Aunque creas y pienses que solo mi cuerpo está impregnado con tu aroma, te informo que mi alma tiene colgado en todas partes tu retrato y también sobre él todo tú aroma revoloteando.

 

De alguna u otra forma, me marcaste y a tu modo, hiciste de mi todo lo que se te apeteció y aunado a eso te impregnaste en mi alma dejando tus huellas regadas como acuarela cobre el tapiz. Sí, estas ahí y en cada parte para dejarme muy en claro quién eres y porqué me buscaste, y es que estoy segura que tu presencia en mi camino no fue mera casualidad, hay algo más oculto que me hace amarte una y otra vez más.

 

No es solo mi cuerpo el que está completamente vulnerable a ti, es algo más grande y complejo lo que me hace recordarte a cada momento, porque en él se quedó impregnada tu piel, pero en mi alma el olor me hace frecuentar a cada momento tu retrato.

 

Es increíble cómo alguien se puede incorporar tanto en tu vida, sin ni siquiera pedir permiso para eso o aunque sea preguntarte. No es solo el cuerpo quien se lleva toda la culpa en esto, pues también la mente hace su mayor parte.
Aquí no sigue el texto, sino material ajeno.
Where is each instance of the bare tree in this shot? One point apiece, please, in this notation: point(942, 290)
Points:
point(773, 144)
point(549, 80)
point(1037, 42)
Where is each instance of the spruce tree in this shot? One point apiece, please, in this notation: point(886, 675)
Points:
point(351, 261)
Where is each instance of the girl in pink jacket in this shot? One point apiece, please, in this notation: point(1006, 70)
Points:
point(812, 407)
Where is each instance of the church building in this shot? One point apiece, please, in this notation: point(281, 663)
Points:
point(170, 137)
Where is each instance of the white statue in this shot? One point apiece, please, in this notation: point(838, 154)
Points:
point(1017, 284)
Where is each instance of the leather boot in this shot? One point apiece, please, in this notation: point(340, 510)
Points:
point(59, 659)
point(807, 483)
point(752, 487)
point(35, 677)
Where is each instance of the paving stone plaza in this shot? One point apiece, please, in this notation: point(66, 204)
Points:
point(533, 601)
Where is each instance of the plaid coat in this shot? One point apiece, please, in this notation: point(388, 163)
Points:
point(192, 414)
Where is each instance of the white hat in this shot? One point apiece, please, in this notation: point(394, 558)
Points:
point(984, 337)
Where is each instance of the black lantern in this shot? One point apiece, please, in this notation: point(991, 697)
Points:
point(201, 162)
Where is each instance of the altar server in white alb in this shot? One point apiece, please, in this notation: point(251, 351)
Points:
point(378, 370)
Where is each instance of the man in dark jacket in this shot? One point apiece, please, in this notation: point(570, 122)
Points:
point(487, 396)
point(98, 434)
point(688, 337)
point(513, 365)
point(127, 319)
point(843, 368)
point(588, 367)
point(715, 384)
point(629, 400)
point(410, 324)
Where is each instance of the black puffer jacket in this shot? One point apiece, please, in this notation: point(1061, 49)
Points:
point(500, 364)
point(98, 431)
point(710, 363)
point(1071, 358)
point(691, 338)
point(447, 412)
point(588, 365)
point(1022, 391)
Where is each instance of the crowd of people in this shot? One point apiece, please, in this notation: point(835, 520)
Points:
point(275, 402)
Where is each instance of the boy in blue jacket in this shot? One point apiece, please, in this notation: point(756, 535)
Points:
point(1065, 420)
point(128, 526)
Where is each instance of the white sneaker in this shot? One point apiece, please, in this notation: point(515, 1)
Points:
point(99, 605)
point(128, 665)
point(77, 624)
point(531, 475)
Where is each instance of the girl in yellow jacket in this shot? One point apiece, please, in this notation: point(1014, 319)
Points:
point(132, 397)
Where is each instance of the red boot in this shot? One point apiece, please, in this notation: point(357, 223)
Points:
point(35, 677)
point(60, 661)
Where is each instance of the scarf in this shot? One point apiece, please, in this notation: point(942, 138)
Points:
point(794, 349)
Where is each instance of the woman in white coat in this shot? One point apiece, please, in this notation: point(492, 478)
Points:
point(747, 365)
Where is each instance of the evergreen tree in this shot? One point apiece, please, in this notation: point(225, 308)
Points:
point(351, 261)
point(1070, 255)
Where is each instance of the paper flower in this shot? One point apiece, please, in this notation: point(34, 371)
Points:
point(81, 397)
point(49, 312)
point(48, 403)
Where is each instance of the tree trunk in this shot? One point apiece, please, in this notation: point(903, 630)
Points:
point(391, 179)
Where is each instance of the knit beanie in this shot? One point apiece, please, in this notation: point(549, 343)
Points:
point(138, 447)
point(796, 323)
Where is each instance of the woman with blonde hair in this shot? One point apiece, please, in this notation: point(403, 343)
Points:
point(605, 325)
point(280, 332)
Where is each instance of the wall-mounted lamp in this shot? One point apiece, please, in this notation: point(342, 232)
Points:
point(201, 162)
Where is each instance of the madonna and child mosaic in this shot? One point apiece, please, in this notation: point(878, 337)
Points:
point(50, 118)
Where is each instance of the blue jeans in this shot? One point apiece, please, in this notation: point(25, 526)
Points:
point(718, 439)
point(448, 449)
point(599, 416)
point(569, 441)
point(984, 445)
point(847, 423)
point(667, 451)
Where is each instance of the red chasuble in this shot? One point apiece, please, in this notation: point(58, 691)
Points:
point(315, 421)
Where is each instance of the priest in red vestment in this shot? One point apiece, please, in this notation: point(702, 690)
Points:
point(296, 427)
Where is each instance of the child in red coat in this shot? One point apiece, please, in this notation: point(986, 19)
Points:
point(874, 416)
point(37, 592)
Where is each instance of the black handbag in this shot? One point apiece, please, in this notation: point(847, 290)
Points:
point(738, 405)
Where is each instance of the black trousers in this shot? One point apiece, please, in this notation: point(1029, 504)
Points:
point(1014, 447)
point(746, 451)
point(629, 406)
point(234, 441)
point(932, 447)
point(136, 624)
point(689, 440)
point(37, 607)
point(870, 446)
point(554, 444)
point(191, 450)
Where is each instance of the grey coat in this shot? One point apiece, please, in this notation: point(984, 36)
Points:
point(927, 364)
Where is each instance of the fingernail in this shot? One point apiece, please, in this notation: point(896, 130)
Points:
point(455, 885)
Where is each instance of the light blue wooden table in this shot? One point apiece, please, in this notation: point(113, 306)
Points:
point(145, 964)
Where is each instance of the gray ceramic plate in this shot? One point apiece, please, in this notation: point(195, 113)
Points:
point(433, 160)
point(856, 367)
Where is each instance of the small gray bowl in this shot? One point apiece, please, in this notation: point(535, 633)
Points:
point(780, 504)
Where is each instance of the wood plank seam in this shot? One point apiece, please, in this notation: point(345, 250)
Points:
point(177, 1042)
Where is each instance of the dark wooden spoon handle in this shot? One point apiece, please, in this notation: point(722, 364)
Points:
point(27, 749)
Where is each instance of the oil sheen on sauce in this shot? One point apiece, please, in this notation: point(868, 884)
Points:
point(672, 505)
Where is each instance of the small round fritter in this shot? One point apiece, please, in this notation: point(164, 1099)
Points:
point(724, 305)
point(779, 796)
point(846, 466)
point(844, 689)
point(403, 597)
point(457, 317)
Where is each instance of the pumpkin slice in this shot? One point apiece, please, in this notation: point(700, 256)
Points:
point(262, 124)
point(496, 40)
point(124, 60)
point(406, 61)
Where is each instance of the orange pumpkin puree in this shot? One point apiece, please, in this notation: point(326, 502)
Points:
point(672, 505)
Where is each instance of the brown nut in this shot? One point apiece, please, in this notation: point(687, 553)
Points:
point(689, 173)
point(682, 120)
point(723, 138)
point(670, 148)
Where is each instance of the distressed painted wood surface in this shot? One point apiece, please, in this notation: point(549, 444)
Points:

Para ser más precisa, es todo jugando a tu favor, me atrevería a decir que se coloca en mi contra para provocarme conmoción.

 

Una mezcla, todo está contra mí; es tu responsabilidad entonces sacudir mi vida como lo has hecho hasta ahora. Te hago responsable de todo lo que provocas en mi cuerpo y alma sin control.